Turk’s work has been exhibited by many reputable museums and galleries across the world. Solo shows have been at Maruani Mercier (Brussels), Galerie Krinzinger (Wien), Newport Street Gallery (London), Paul Stolper Gallery (London), White Cube (London), Tate (London) and Goodman Gallery (Cape Town) to name but a few.
The artist has also featured in a selection of significant group exhibitions across the world, including ‘POP LIFE’ at Tate Modern (London), the Venice Biennale in 2009, the International Istanbul Biennial in 1999, Hayward Gallery (London), Somerset House (London), Turner Contemporary (Margate), Whitworth Art Gallery (Manchester), The Holbourne Museum (Bath), Weserburg Museum of Modern Art (Bremen), City Gallery (Prague), Reykjavik Art Museum (Reykjavik), and Phoenix Art Museum (Arizona).

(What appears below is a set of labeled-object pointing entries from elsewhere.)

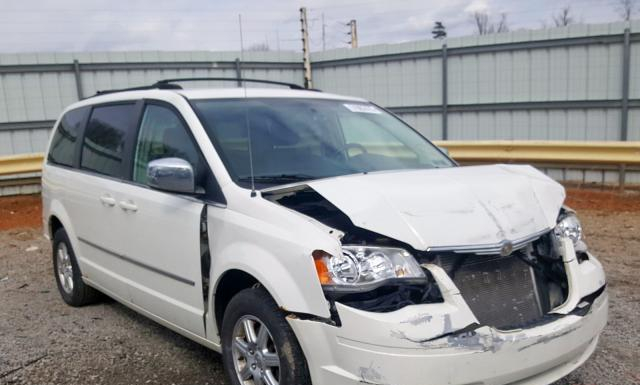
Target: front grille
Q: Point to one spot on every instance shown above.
(501, 291)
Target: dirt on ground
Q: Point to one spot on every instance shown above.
(44, 341)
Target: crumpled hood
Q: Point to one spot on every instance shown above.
(475, 205)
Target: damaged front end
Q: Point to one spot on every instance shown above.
(511, 285)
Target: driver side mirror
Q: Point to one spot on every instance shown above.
(171, 174)
(443, 149)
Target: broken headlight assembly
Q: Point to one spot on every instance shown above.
(568, 226)
(365, 267)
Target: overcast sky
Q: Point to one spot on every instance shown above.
(94, 25)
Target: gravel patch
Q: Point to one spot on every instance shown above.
(44, 341)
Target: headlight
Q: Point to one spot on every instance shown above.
(569, 226)
(362, 265)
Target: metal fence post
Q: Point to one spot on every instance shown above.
(78, 77)
(238, 72)
(626, 64)
(445, 123)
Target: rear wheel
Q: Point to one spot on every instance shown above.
(67, 273)
(258, 345)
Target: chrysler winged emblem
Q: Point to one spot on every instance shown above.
(506, 247)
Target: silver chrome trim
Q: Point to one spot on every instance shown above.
(493, 248)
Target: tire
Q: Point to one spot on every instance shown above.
(257, 306)
(68, 278)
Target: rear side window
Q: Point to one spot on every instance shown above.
(103, 149)
(65, 139)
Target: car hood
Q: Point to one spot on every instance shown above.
(448, 207)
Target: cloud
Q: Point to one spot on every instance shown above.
(477, 6)
(91, 25)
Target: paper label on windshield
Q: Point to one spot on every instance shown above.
(362, 108)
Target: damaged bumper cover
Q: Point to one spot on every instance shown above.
(443, 342)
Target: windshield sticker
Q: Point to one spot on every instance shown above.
(362, 108)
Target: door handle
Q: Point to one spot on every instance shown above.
(108, 200)
(128, 206)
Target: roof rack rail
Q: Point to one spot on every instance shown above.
(141, 88)
(168, 84)
(240, 80)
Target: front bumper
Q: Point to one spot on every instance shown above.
(423, 345)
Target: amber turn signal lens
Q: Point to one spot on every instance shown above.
(319, 259)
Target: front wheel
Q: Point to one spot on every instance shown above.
(258, 345)
(68, 278)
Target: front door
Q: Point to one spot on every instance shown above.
(162, 229)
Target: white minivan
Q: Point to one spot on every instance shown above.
(317, 239)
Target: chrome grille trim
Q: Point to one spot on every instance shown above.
(490, 249)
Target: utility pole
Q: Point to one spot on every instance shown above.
(354, 33)
(324, 34)
(305, 48)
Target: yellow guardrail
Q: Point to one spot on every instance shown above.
(21, 164)
(559, 152)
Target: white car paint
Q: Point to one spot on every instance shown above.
(424, 208)
(449, 206)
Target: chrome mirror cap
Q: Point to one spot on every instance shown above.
(171, 174)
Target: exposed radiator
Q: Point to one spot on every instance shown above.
(501, 291)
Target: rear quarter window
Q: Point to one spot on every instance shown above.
(108, 129)
(65, 139)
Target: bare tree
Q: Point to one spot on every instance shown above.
(626, 8)
(485, 26)
(564, 18)
(502, 25)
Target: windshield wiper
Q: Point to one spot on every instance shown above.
(279, 178)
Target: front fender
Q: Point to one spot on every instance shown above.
(291, 280)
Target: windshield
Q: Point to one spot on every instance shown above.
(302, 139)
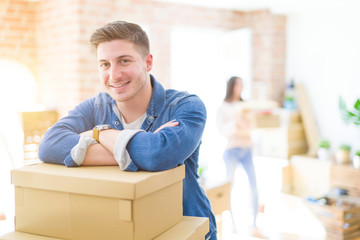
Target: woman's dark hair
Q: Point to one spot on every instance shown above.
(230, 89)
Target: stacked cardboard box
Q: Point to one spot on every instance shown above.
(190, 228)
(284, 141)
(340, 217)
(97, 202)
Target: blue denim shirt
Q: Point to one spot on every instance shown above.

The artist’s work is held in the collections of Tate Gallery (London), the Museum of Modern Art (New York), the Caldic Collection (Rotterdam), and with private collectors such as Damien Hirst.
In 2001 Turk was awarded the Jack Goldhill Sculpture Prize, and in 2007 the Charles Wollaston Award, both by the Royal Academy of Arts. In 2010 Turk received an Honorary Doctorate in Arts from the University of East London. In 2013 Prestel published Turk’s first major monograph, showcasing more than two decades of his work and in 2014 Trolley Books published ‘This Is Not A Book About Gavin Turk’ which playfully explores themes associated with the artist’s work via thirty notable contributors.
Turk has been commissioned to make several public sculptures including L'Âge d'Or, a painted bronze sited on the south corner of the Press Centre building in the Olympic Park, and Nail, a 12-meter sculpture at One New Change, next to St Paul’s cathedral, London, England.
The artist lives and works in London.